DOJ noted that any changes to the Army Corps’ procedures would require a public process and environmental review. "The Corps cannot prejudge those required processes," DOJ said.
Still, Trump administration lawyers acknowledged that capping Georgia’s water use in the basin would "generally benefit the ACF system." It would allow the corps to meet minimum flow requirements for a longer period of time during droughts and shorten the time it takes to resume normal operations after a drought.
Rio Grande water dispute
While the government maintained that it does not need to formally join Florida v. Georgia, DOJ on the other hand sought to remain a key player in the litigation involving Texas, New Mexico and Colorado.
The dispute between the states involves the 1938 compact approved by Congress to apportion water in the Rio Grande Basin.
Texas’ lawsuit in the Supreme Court claims that New Mexico is violating the compact by diverting water before it crosses into the Lone Star State. According to Texas, the compact mandates the diversion of a certain amount of water to New Mexico’s Elephant Butte Reservoir, a part of the Rio Grande Project. The state argues that the water must be allowed to flow from there unimpeded through southern New Mexico into Texas.
New Mexico moved to dismiss Texas’ complaint, but in February, the special master assigned to the case, A. Gregory Grimsal, issued a report recommending that the litigation move forward (Greenwire, Feb. 10).
The Obama administration had supported Texas’ claims. In a July 28 brief, DOJ again backed Texas, filing a court brief seeking to overrule New Mexico’s and Colorado’s objections to the February special master report.
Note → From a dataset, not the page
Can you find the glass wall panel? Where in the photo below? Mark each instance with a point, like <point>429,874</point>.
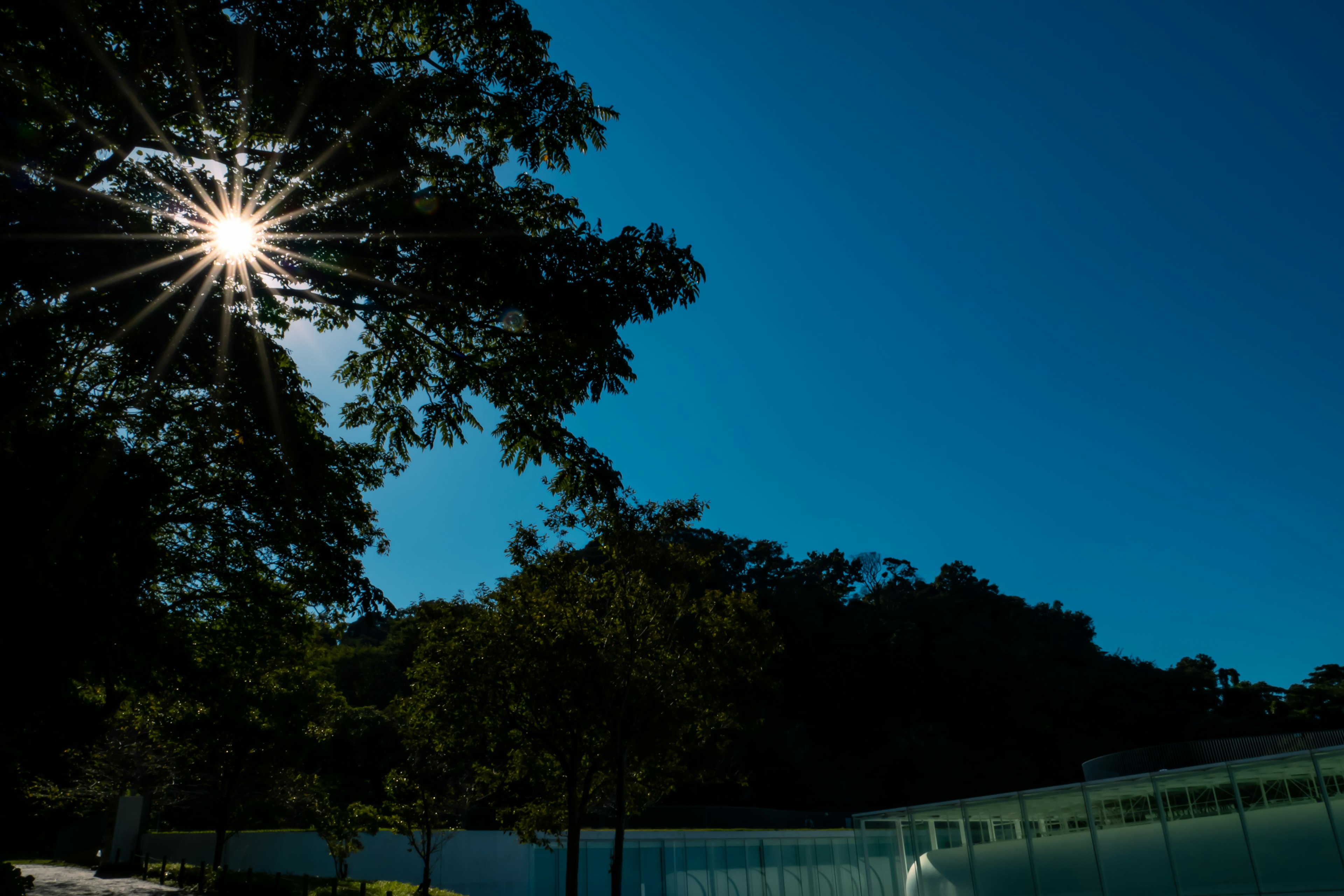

DOJ argued that New Mexico’s claims that Grimsal made several "analytical errors" are "based on a considerable overreading of isolated statements" in the special master’s 351-page report.
The government took issue with New Mexico’s statement that the compact and the special master’s report took away its sovereign immunity. New Mexico is not required to cede ownership of Rio Grande water but rather to administer state law in accordance with the compact, DOJ argued.
And DOJ rejected Colorado’s argument that the federal government is only allowed to intervene in the legal dispute to the extent needed to protect its treaty obligations with New Mexico.
DOJ said it wants to both protect its obligation to deliver water to Mexico and make sure Texas gets its fair share of water.